While some reviews have found an association between anxiety and CHD [32], they included fewer of the primary studies with negative findings than the review by Kuper et al [15, 33]. We have concluded there is neither strong nor consistent evidence for a causal association between anxiety disorders and CHD [33].
However, depression and anxiety are strongly co-morbid [34, 35]. Hence we need to consider anxiety as a confounder in the relationship between depression and CHD. Given the conclusion above that anxiety disorders (alone) do not have a proven etiological relationship with CHD we examined the evidence for the relationship between major depressive disorder and CHD controlling for other mental disorders. In one study the odds ratio (OR) for incident MI was only slightly reduced once phobia, panic disorder and alcohol use/dependence were controlled for (4.16 95%CI 1.49-11.62 compared to 4.54 95%CI 1.65-12.44) [36]. We therefore concluded that there is insufficient evidence for co-morbid anxiety substantially mediating the relationship between depression and CHD.

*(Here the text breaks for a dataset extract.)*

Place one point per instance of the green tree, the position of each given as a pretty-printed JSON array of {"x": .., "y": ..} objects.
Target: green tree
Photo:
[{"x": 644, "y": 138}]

A number of studies have reported an association between use of anti-depressant medication and fatal and nonfatal CHD [37, 38]. This raises the issue as to whether anti-depressant medication, rather than depression, is a risk factor in development of CHD. A limitation of many earlier papers considering the role of antidepressants and CHD [37, 38] is that few controlled for the presence of depression or other mental disorders. More recent studies examining depression and CHD have controlled for the use of medications. Retrospective analysis of a primary care sample with IHD found that use, dose and duration of tricyclic anti-depressant consumption were not statistically significant in the development of ischemic heart disease when diagnosis and duration of depression were included in the regression model [39]. In a prospective follow-up of the Baltimore Epidemiologic Catchment Area reported use of psychotropic medication had a marginal effect on the RR of incident MI in a depressed sample (RR 4.16 compared to 4.14) [36].